Justice Department files suit against Arizona over immigration law

The Department of Justice is suing over Arizona's immigration law, arguing that it interferes with the federal government's right to set and enforce its own border policy.

The long-expected challenge names Arizona Gov. Jan Brewer as a defendant and asks a federal judge in Phoenix to block the law from going into effect before the end of the month.

Justice Department attorneys argue in the filing that the law "will impose significant and counterproductive burdens on the federal agencies charged with enforcing the national immigration scheme" while diverting "resources and attention from the dangerous aliens who the federal government targets as its top enforcement priority."

They also argue that enforcement of the law creates "state crimes and sanctions for unlawful presence despite Congress’s considered judgment to not criminalize such status."

The filing ends weeks of speculation and leaks to the media about when and if the administration would take the rare step of directly challenging a state law.

The lawyers decided against filing a separate civil rights challenge based on the alleged discriminatory impact of the law. But they do argue that citizens will be harassed as a consequence of the law. "It will cause the detention and harassment of authorized visitors, immigrants, and citizens who do not have or carry identification documents specified by the statute, or who otherwise will be swept into the ambit of S.B. 1070’s 'attrition through enforcement' approach," the lawyers write.

As I explained last month, a so-called supremacy challenge, which forms the basis of the Justice Department filing, is much more straightforward than a civil rights suit. Under the latter challenge, lawyers would have to persuade a court that the law infringes upon Americans' civil rights by encouraging police to engage in racial profiling. The Arizona law has a section saying state authorities should not violate civil rights while enforcing it, so that could be a fairly high bar to clear in an initial court proceeding prior to the law's official entry on the enforcement books. (Researchers at the Congressional Research Service laid out this argument in their report on the law.)

There's less debate over whether the Arizona law would hold up to a supremacy challenge.
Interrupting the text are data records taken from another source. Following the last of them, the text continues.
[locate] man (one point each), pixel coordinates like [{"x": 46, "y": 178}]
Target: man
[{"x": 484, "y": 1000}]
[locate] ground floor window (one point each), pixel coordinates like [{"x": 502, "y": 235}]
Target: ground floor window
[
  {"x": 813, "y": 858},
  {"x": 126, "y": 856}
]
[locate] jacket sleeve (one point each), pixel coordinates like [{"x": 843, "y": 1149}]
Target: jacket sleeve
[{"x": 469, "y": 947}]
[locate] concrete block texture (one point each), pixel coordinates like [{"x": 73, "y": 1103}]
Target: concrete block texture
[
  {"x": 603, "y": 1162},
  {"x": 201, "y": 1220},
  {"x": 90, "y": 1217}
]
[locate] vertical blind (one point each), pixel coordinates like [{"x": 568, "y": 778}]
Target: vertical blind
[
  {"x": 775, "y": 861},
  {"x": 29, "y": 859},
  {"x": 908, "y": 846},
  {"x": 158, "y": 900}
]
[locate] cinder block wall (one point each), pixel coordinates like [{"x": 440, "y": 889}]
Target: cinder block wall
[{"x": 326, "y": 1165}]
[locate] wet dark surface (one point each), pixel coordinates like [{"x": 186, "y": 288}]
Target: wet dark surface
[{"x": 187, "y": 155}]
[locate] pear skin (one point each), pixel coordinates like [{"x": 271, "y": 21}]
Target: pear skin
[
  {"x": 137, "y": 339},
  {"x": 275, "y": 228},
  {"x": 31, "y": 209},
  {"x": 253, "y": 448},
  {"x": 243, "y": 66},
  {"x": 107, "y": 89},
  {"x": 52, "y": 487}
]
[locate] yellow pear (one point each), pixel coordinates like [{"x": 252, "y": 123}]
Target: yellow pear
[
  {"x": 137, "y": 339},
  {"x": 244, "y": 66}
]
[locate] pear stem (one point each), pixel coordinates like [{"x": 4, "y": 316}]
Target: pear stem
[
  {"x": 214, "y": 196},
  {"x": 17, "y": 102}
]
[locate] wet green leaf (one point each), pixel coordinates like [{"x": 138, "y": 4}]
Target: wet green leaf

Erwin Chemerinsky, an expert in constitutional law and the dean of the law school at the University of California, Irvine, told Yahoo! News federal law clearly pre-empts the Arizona measure in his view, rendering the state law unconstitutional.

"The United States Supreme Court has said states can't complement federal immigration law," he said, citing the 1941 Supreme Court case Hines v. Davidowitz. Onetime lawyers who now hold power in Washington, such as Sen. Lindsey Graham (R-S.C.) and Homeland Security Secretary Janet Napolitano, who was Brewer's predecessor in the Arizona governor's seat, have also said they think the law is unconstitutional for similar reasons.

But Kris Kobach, the author of Arizona's law and many anti-illegal-immigration statutes around the country, tells Yahoo! News that the law will hold up. "There’s not a strong legal argument to be made [against it]," he said. Kobach and other backers of the law say it strengthens and complements federal immigration enforcement, rather than thwarting it.